The Irish gambling market is not the world’s largest. And now, it is threatened to get even smaller with Ladbrokes reportedly mulling a way out of it following the news of a new gambling tax

Ladbrokes Calls It a Day

Earlier this year, the government announced a tax hike that will target the gambling industry coming into effect in 2019. The levy is expected to go up to 2% from the present 1%. In a market sporting the modest size of Ireland, that’s the equivalent of a paradigm-changing shift.

With this in mind, some bookmakers have been scared enough to openly voice their concerns about job loss and even potential exit from the market. Though the percentage may seem negligible, it has been enough to prompt some bitter response from one of the country’s flagship bookmakers, Ladbrokes.

As reported, Ladbrokes may close as many as eight race courses and also withdraw its support from backing the country’s racing operations. Even though Irish Prime Minister Pascal Donohoe expects the changes to rake in €52 million in 2019, he didn’t anticipate the rather abrupt decision of bookmakers themselves.

Ladbrokes has acted quickly, too. Ladbroke’s Jackie Murphy who is in charge of Ireland has spoken to media outlets, letting it be known that the bulk of shops will be closed to cope with the changes and the only place that may remain operational is Punchestown.

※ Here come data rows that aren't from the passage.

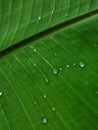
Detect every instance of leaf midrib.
[0,9,98,58]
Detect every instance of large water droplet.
[42,117,47,124]
[38,16,41,20]
[52,107,56,111]
[72,62,76,66]
[59,67,63,70]
[53,68,58,75]
[34,63,36,66]
[54,53,57,56]
[51,11,54,14]
[0,91,3,96]
[66,64,70,68]
[33,48,36,52]
[43,94,47,98]
[45,78,49,83]
[79,61,85,68]
[34,101,37,105]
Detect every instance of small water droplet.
[72,63,76,66]
[52,107,56,111]
[34,48,36,52]
[34,63,36,66]
[38,16,41,20]
[43,94,47,98]
[53,68,58,75]
[79,61,85,68]
[42,117,47,124]
[59,67,63,70]
[45,78,49,83]
[0,91,3,96]
[66,64,70,68]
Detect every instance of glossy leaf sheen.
[0,0,98,130]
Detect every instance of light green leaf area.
[0,0,98,130]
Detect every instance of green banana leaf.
[0,0,98,130]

Though the government and Ladbrokes haven’t butted heads on the issue, the operator seems determined to keep all its assets lucrative, following changes in Italy and the United Kingdom, two of the company’s main operational markets, and a brief tangle with the UK Gambling Commission last year.

A Long History with Ireland

Ladbrokes has been a conscientious backer of the racing industry in Ireland. The company has landed financial support for over 31 separate events, including some low-key ones intended to encourage local competitors to further develop the sport.

More disconcerting reports have come from Jessica Bridge, who’s responsible for Human Resources (HR) at Ladbrokes. According to Bridge, the company may need to completely pack up its operations in Ireland, as the new taxation measure is unjustifiable and unnecessary, according to her, voicing the company’s qualms.

Bridge did point out explicitly that the resulting increase will lead to job losses and the shutting down of multiple venues, reiterating the position of the company. Bridge also launched an appeal to the Irish government to reconsider their decision in a bid to mitigate what was to follow.

The company has been expanding its footprint internationally, too, although it has clearly had to adapt to changing legislation, as is now the most recent case with Ireland. Earlier this year, Ladbrokes had to suffer a one-day shut-down in Belgium, following a penalty.

Ladbrokes is also caught in another controversy where the company had agreed to pay a bet that it had initially cancelled. It’s also facing an Ibas investigation in related cases where customers are complaining over cancelled wagers.

If Ibas finds Ladbrokes to have been wrongly cancelling bets, the company may face something far more graver than the mild tax hike in Ireland, too.